RESEARCH
What are data centers and how do they function today?
INTRODUCTION
Data Centers at a glance
Meta operates large, state-of-the-art data centers designed to store and process vast amounts of digital information. These data centers are built to scale and can handle the computational demands of millions of users, processing and storing data from social media, cloud storage, and websites. A Meta data center consists of employees directly hired by Meta as well as contractors who together form the different teams. Each team is divided based on responsibilities and their tasks are handed to them on their independent ticketing system.
Apart from the ticketing system, while teams do have other common documentation channels such as Q and A forums or training modules, the outdated knowledge and incomplete documentation makes them unreliable. Teams instead rely on direct and instant methods of communication such as messaging to make the process faster and frictionless. But, this divided system of documentation leads to inconsistencies in knowledge shared between individuals, teams and data centers.​
SENSE MAKING
So much to ask, in so little time
Through mixed method research, we unpacked the different parts of the data centers and identified the design principles important to Meta. With privacy and efficiency being at the core of a data center, we narrowed down the important challenges to scalability they face today.
​
Some of the research methods we used
SYNTHESIS
Connecting the dots
​With multiple data center visits under our belt, extensive background research, and discussions with a variety of robotics experts we needed to begin bringing these isolated learnings together and think deeply about how they connect with one another. This was a challenging process for us because we did not know if the insights we were generating would be relevant because of the sheer difference in scale of the data centers that we were able to experience in person verses Meta's hyper-scale data centers. Up until this point, we had focused very heavily on robotics and human-robot interaction (HRI). It was something that caught our interest very early on but going through this process of untangling the mass of information we had accumulated helped us broaden our view of what we could try to do within the space of data centers.
​
Up until this point, we had focused very heavily on robotics and human-robot interaction (HRI). It was something that caught our interest very early on but going through this process of untangling the mass of information we had accumulated helped us broaden our view of what we could try to do within the space of data centers.
What we learned
INSIGHT 1
Most of the knowledge in data centers today is not in formal systems, but in people’s heads.

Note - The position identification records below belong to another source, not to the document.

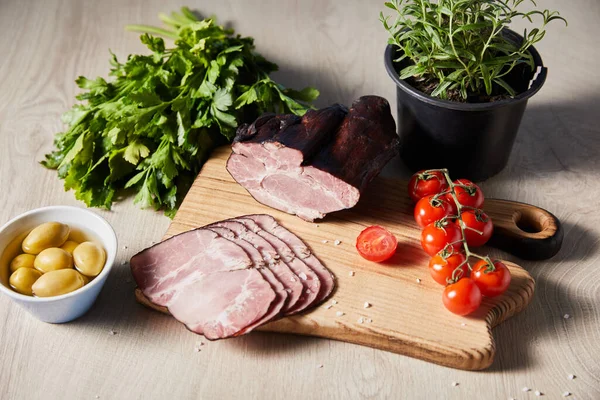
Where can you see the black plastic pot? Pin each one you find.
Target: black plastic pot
(472, 140)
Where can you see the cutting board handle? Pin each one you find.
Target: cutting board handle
(526, 231)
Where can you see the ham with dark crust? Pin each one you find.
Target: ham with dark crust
(316, 164)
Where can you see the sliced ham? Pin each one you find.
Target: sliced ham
(205, 281)
(259, 263)
(316, 164)
(309, 279)
(231, 277)
(280, 269)
(300, 249)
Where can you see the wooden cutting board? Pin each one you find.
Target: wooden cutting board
(406, 315)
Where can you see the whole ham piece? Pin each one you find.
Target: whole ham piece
(316, 164)
(227, 278)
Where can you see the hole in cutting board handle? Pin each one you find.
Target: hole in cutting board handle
(531, 220)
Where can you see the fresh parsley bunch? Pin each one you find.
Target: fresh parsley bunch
(152, 126)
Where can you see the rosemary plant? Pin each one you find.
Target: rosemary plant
(458, 48)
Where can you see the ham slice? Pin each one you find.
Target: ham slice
(205, 281)
(300, 249)
(280, 269)
(310, 281)
(280, 293)
(316, 164)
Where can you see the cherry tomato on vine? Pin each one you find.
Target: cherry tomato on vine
(425, 183)
(376, 244)
(491, 282)
(450, 200)
(475, 221)
(462, 297)
(437, 235)
(471, 196)
(430, 209)
(443, 264)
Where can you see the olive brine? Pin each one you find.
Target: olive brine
(52, 263)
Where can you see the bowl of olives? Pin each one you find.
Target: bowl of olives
(55, 260)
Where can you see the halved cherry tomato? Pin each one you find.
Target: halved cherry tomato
(462, 297)
(437, 235)
(475, 221)
(443, 264)
(470, 196)
(430, 209)
(491, 282)
(376, 244)
(425, 183)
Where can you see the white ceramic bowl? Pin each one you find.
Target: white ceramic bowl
(67, 307)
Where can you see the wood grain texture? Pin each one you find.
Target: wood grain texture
(337, 47)
(406, 313)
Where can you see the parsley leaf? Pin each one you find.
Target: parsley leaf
(152, 125)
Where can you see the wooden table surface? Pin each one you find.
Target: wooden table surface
(336, 46)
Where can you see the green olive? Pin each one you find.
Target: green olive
(22, 261)
(23, 279)
(44, 236)
(89, 258)
(52, 259)
(55, 283)
(69, 246)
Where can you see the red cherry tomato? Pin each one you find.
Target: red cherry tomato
(437, 235)
(450, 200)
(425, 183)
(475, 221)
(443, 264)
(491, 283)
(376, 244)
(429, 209)
(462, 297)
(471, 196)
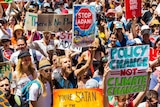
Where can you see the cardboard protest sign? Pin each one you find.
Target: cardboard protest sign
(84, 18)
(3, 101)
(66, 42)
(5, 69)
(133, 8)
(62, 22)
(153, 54)
(5, 1)
(48, 22)
(31, 21)
(128, 69)
(78, 98)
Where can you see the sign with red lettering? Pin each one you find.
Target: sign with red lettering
(133, 8)
(78, 98)
(84, 18)
(153, 54)
(128, 70)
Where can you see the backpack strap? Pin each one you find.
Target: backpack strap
(35, 58)
(17, 100)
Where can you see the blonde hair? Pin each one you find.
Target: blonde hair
(40, 79)
(19, 68)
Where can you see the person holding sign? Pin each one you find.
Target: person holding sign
(67, 78)
(123, 99)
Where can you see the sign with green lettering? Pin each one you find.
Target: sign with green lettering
(5, 69)
(128, 69)
(78, 98)
(48, 22)
(5, 1)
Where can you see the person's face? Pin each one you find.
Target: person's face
(26, 61)
(66, 63)
(19, 33)
(55, 60)
(21, 45)
(46, 73)
(113, 39)
(5, 43)
(146, 37)
(12, 21)
(47, 36)
(158, 44)
(152, 103)
(5, 87)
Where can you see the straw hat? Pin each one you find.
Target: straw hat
(18, 27)
(44, 64)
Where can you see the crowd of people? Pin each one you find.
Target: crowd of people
(35, 58)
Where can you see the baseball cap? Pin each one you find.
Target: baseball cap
(119, 25)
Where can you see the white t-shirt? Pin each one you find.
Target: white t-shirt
(42, 101)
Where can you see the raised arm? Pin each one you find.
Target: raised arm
(80, 71)
(105, 97)
(141, 95)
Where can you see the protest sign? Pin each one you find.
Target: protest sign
(31, 21)
(133, 8)
(153, 54)
(66, 43)
(5, 1)
(78, 98)
(48, 22)
(128, 69)
(84, 18)
(5, 69)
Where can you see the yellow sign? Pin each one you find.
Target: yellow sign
(78, 98)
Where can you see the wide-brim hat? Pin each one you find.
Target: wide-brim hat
(44, 64)
(18, 27)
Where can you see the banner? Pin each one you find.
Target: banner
(84, 24)
(31, 21)
(153, 54)
(65, 43)
(48, 22)
(5, 70)
(133, 8)
(128, 69)
(78, 98)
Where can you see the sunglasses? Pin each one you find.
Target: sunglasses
(48, 70)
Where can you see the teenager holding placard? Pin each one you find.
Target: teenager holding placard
(123, 99)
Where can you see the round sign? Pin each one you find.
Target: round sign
(84, 18)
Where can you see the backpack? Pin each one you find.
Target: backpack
(25, 91)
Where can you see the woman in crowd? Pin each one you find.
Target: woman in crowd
(12, 21)
(24, 73)
(17, 33)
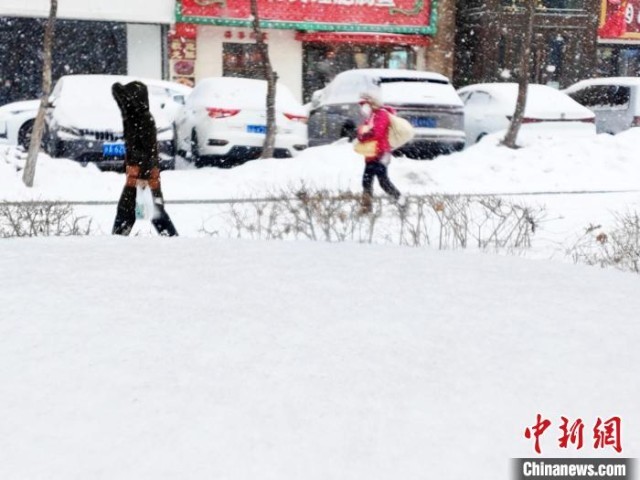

Meta has multiple documentation channels they use in tandem to keep track of issues raised, issues resolved and guides to resolve them. Documentations act as guides when engineers are new to the task or unable to identify the solution.​
​
However, many times these documents are incomplete, outdated or very difficult to use due to which engineers rely on informal channels such as internal messaging platforms and notes for assistance.
The knowledge cycle
Knowledge sharing within a data center can be broken down into three parts - capture, retrieve and use. First, all the available knowledge needs to be captured effectively. Second, the robust knowledge captured needs to be retrieved so that engineers can immediately use it when required. And third, the retrieved knowledge needs to be made easy to digest to assist utilization.
The system today cannot support the flow of knowledge through the three phases. Upon reflection, it becomes evident that it is not the systems that are running these data centers, but rather the humans that are bridging the knowledge gaps and compensating for technology. People are the key to the functioning of data centers today.
INSIGHT 2
The current knowledge-sharing system actually incentivizes engineers to skip documentation.
Engineers’ time is very valuable, and they do not always have the bandwidth or motive to efficiently and accurately document. This creates a system in which the process to capture knowledge is full of friction.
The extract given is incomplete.